How to debone the output of a linear regression model

I was recently puzzling over an academic paper in the social sciences with a multiple linear regression model that seemed off. (Communication with the authors educated me on considerations that resolved my concerns.)

During the course of my puzzling, I compared what I was seeing as model output in the paper and what I expected to see based on experience. The embarrassing revelation dawned that I didn’t actually know what all those components meant.

So, I decided to find out. Data on Seattle area housing prices provide a convenient way to illustrate the usual output of a multiple linear regression model output. This is a 21K dataset with 19 variables on housing characteristics and sales price.

## [1] "Data Structure"

## Parsed with column specification:
## cols(
##   .default = col_double(),
##   id = col_character(),
##   date = col_datetime(format = "")
## )

## See spec(...) for full column specifications.

## cols(
##   id = col_character(),
##   date = col_datetime(format = ""),
##   price = col_double(),
##   bedrooms = col_double(),
##   bathrooms = col_double(),
##   sqft_living = col_double(),
##   sqft_lot = col_double(),
##   floors = col_double(),
##   waterfront = col_double(),
##   view = col_double(),
##   condition = col_double(),
##   grade = col_double(),
##   sqft_above = col_double(),
##   sqft_basement = col_double(),
##   yr_built = col_double(),
##   yr_renovated = col_double(),
##   zipcode = col_double(),
##   lat = col_double(),
##   long = col_double(),
##   sqft_living15 = col_double(),
##   sqft_lot15 = col_double()
## )

## 
## Call:
## lm(formula = price ~ bedrooms + bathrooms + sqft_living + sqft_lot + 
##     yr_built, data = house)
## 
## Residuals:
##      Min       1Q   Median       3Q      Max 
## -1784413  -131451   -16905   100357  3933748 
## 
## Coefficients:
##               Estimate Std. Error t value Pr(>|t|)    
## (Intercept)  6.006e+06  1.298e+05  46.281   <2e-16 ***
## bedrooms    -7.096e+04  2.246e+03 -31.592   <2e-16 ***
## bathrooms    8.114e+04  3.730e+03  21.755   <2e-16 ***
## sqft_living  3.044e+02  2.998e+00 101.544   <2e-16 ***
## sqft_lot    -3.388e-01  4.119e-02  -8.225   <2e-16 ***
## yr_built    -3.057e+03  6.686e+01 -45.730   <2e-16 ***
## ---
## Signif. codes:  0 '***' 0.001 '**' 0.01 '*' 0.05 '.' 0.1 ' ' 1
## 
## Residual standard error: 245800 on 21607 degrees of freedom
## Multiple R-squared:  0.552,  Adjusted R-squared:  0.5519 
## F-statistic:  5325 on 5 and 21607 DF,  p-value: < 2.2e-16

Well now! I pick a handful of variables off the top of my head and presto! My model explains over 50% of the variation in price.
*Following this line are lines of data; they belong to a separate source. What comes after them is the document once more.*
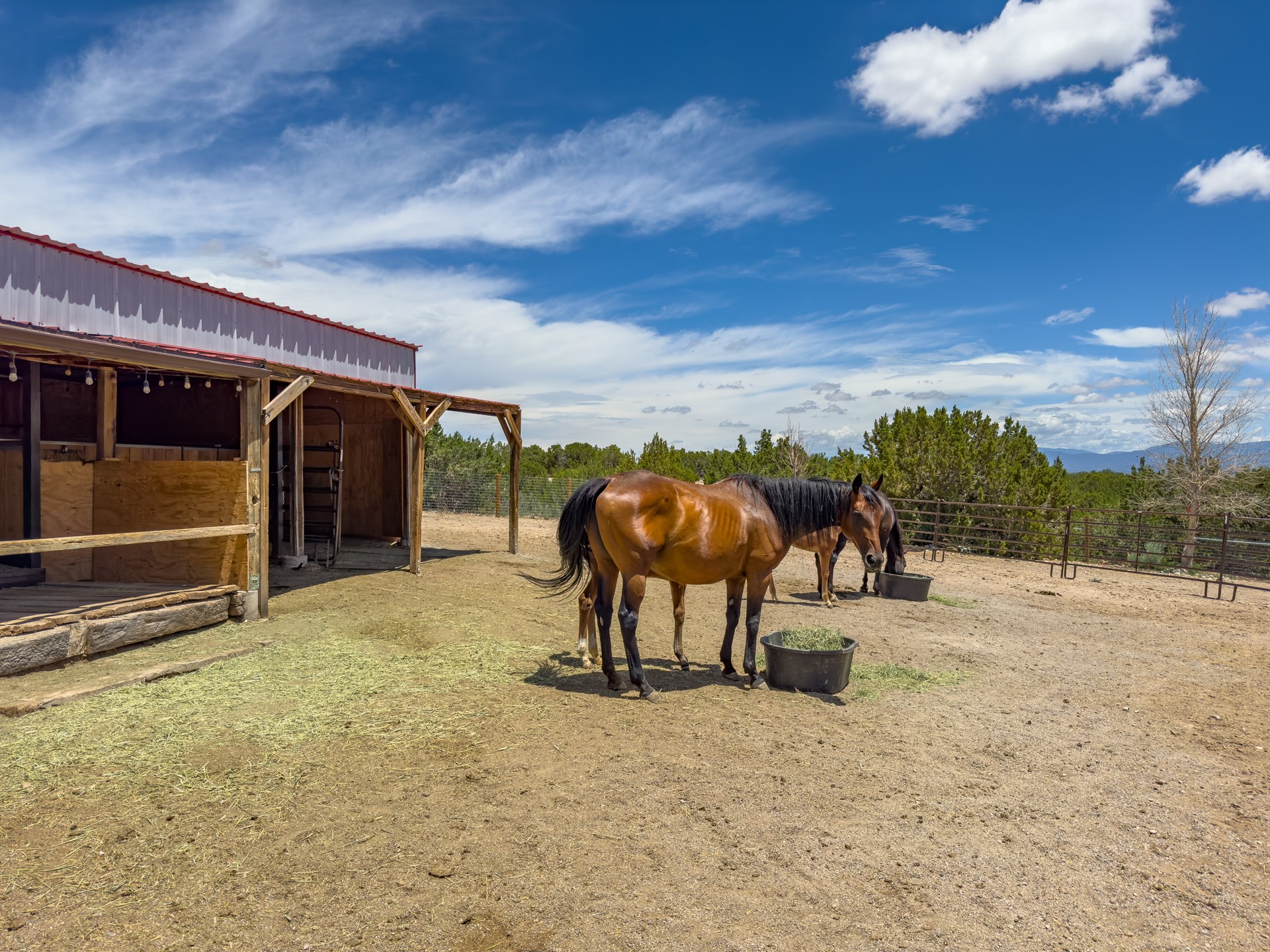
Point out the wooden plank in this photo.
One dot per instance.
(130, 354)
(107, 412)
(431, 419)
(36, 702)
(74, 543)
(66, 510)
(31, 459)
(409, 413)
(251, 405)
(285, 399)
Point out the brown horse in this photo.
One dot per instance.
(640, 526)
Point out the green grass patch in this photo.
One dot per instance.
(952, 601)
(812, 637)
(869, 681)
(255, 724)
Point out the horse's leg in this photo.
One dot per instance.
(628, 616)
(736, 587)
(587, 621)
(677, 592)
(755, 588)
(606, 571)
(822, 565)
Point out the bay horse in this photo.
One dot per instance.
(893, 539)
(640, 526)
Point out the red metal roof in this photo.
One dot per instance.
(190, 282)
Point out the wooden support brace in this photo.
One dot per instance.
(285, 399)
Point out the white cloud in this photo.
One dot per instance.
(1068, 317)
(1245, 172)
(898, 266)
(1238, 301)
(937, 80)
(1147, 81)
(1129, 337)
(955, 218)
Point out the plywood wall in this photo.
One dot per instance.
(66, 509)
(374, 463)
(132, 496)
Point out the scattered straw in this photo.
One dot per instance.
(955, 602)
(870, 681)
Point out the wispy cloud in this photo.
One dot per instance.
(1238, 301)
(954, 218)
(1129, 337)
(1068, 317)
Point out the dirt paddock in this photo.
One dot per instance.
(419, 763)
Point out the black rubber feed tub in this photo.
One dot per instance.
(795, 669)
(908, 587)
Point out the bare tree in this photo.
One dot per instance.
(1203, 416)
(793, 447)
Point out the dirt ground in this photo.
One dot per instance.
(1096, 781)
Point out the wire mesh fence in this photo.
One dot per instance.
(1210, 547)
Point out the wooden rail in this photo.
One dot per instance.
(69, 543)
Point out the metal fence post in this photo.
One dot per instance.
(1067, 537)
(1221, 564)
(1137, 545)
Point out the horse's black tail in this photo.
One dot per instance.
(573, 539)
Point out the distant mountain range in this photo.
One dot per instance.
(1122, 461)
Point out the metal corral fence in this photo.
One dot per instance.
(1222, 551)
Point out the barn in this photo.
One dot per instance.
(164, 442)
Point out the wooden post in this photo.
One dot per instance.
(296, 462)
(417, 498)
(513, 487)
(31, 456)
(253, 451)
(107, 412)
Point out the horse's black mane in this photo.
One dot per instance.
(799, 506)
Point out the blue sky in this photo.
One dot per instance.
(697, 219)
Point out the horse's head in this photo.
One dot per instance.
(863, 514)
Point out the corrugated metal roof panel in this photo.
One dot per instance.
(50, 285)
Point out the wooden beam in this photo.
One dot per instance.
(127, 354)
(74, 543)
(249, 415)
(404, 407)
(285, 399)
(431, 419)
(513, 484)
(107, 412)
(31, 456)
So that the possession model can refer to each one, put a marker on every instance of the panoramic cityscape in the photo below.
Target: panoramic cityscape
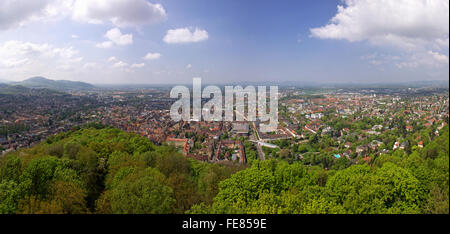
(362, 107)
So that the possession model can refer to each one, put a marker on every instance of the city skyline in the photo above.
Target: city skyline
(151, 42)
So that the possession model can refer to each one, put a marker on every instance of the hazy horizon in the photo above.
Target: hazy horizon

Am I good or what?

Not really, and I’ll explain all the bonehead errors in another post (didn’t normalize, didn’t split into training and test sets, used variables that are not truly independent, didn’t check the distribution of residual errors and a host of other sins). Let’s talk about the information you get from a multiple linear regression results table.

The Call is an explicit statement of the model.
The Residuals show a summary distribution of the differences between the observations and predictions. In this example half of the residuals are about, low, up to $17,000 and and half are above, including one whopper that’s almost $4 million high.
The Coefficients include, in addition to the coefficient and standard error, a t value and the probability that the coefficient is greater that the absolute value of the t value. It is essentially equivalent to the significance level – the probability, which is extremely low in this example, of the results being due to random effects.
The Signif. codes are for convenient reference to the size of the significance level.
The Residual standard error indicates the average amount that the observed values deviate from the trend line, in this case approximately $246,000.
Multiple R Squared, indicates the proportion of variance explained by the coefficient, holding the other coefficients constant.
Adjusted R Squared, accounts for possible interaction among the other independent variables.
The F-statistic addresses the question of whether there is, in fact, no relation between one or more of the independent variables and the coefficient. An F-statistic that approaches 1 precludes us from rejecting the null hypothesis of no relation and to conclude that there is, in fact, no relationship at all between one or more of the independent variable with the dependent. The degrees of freedom equals the number of data points, minus 1. The p-value, or significance, gives the probability that the F-statistic is merely the result of random chance. The extremely low p-value in this example indicates that the F-statistic is highly unlikely to be a chance artifact.

As I said before, there are defects in my model that render these results garbage, and my table should be accompanied by a discussion that the conditions required to make multiple linear regression are actually unsatisfied. It’s solely to illustrate the information provided in the table.

Just goes to show you don’t really understand something you haven’t tried to explain.